Getting token works at node: aws ecr get-login-password --region us-west-2

Fetching image via ./crictl works fine from node

VikramPunnam commented 1 year ago

hi @interair

Hi, We are also having same issue in our environment..

The kubelet is able to pull all system images(amazon-k8s-cni-init, amazon-k8s-cni) except pause image as given below.
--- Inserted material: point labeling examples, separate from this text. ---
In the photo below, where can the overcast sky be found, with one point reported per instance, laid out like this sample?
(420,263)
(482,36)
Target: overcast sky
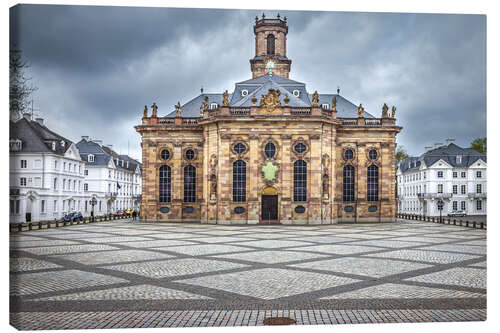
(96,67)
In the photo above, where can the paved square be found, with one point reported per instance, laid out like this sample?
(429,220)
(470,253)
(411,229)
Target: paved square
(122,274)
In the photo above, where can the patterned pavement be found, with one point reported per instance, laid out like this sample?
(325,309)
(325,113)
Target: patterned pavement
(124,274)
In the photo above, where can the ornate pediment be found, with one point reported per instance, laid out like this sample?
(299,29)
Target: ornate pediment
(271,102)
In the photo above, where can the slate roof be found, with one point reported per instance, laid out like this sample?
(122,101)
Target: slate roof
(260,86)
(447,153)
(103,154)
(37,138)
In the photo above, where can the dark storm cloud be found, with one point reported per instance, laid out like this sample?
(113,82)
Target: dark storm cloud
(96,67)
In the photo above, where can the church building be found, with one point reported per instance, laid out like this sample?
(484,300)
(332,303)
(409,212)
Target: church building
(269,152)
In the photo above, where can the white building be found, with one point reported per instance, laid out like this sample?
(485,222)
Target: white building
(46,173)
(113,180)
(448,172)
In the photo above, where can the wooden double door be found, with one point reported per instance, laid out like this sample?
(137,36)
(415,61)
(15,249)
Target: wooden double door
(269,209)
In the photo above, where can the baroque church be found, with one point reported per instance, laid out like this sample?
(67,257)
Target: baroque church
(269,152)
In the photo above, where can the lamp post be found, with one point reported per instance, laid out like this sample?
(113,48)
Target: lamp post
(93,202)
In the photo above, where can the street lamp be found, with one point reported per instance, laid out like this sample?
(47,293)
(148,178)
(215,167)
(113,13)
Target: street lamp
(93,202)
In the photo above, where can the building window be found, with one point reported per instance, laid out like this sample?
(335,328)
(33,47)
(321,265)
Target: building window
(348,183)
(270,150)
(300,148)
(189,154)
(300,181)
(239,181)
(189,184)
(349,154)
(240,148)
(270,44)
(372,183)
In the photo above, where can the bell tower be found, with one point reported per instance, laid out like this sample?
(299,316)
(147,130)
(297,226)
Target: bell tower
(270,45)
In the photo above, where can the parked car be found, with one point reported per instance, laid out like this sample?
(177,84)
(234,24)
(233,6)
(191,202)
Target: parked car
(120,212)
(460,213)
(73,216)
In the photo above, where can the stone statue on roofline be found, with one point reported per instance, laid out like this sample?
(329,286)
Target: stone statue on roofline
(361,111)
(315,99)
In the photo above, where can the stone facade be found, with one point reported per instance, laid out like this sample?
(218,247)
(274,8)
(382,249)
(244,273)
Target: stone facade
(280,118)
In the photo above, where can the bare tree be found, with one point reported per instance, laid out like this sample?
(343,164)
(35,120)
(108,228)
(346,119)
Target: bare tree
(21,86)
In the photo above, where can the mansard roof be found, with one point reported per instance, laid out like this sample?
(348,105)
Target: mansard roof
(103,154)
(37,138)
(260,86)
(447,153)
Failed to create pod sandbox: rpc error: code = Unknown desc = failed to get sandbox image "900889452093.dkr.ecr.ap-south-2.amazonaws.com/eks/pause:3.5": failed to pull image "900889452093.dkr.ecr.ap-south-2.amazonaws.com/eks/pause:3.5": failed to pull and unpack image "900889452093.dkr.ecr.ap-south-2.amazonaws.com/eks/pause:3.5": failed to resolve reference "900889452093.dkr.ecr.ap-south-2.amazonaws.com/eks/pause:3.5": pulling from host 900889452093.dkr.ecr.ap-south-2.amazonaws.com failed with status code [manifests 3.5]: 401 Unauthorized

Fetching image via ./crictl is not a possible solution in production kind of environment,

Can anyone help me, please?

hamdallahjodah commented 1 year ago

any updates here same issue!!

jdn5126 commented 1 year ago

@VikramPunnam @hamdallahjodah @interair @ddl-slevine I am not familiar with this issue, and it is not an issue with the VPC CNI, so I suggest opening an AWS support case to get help. That will be the fastest way to a resolution, and you can your findings here.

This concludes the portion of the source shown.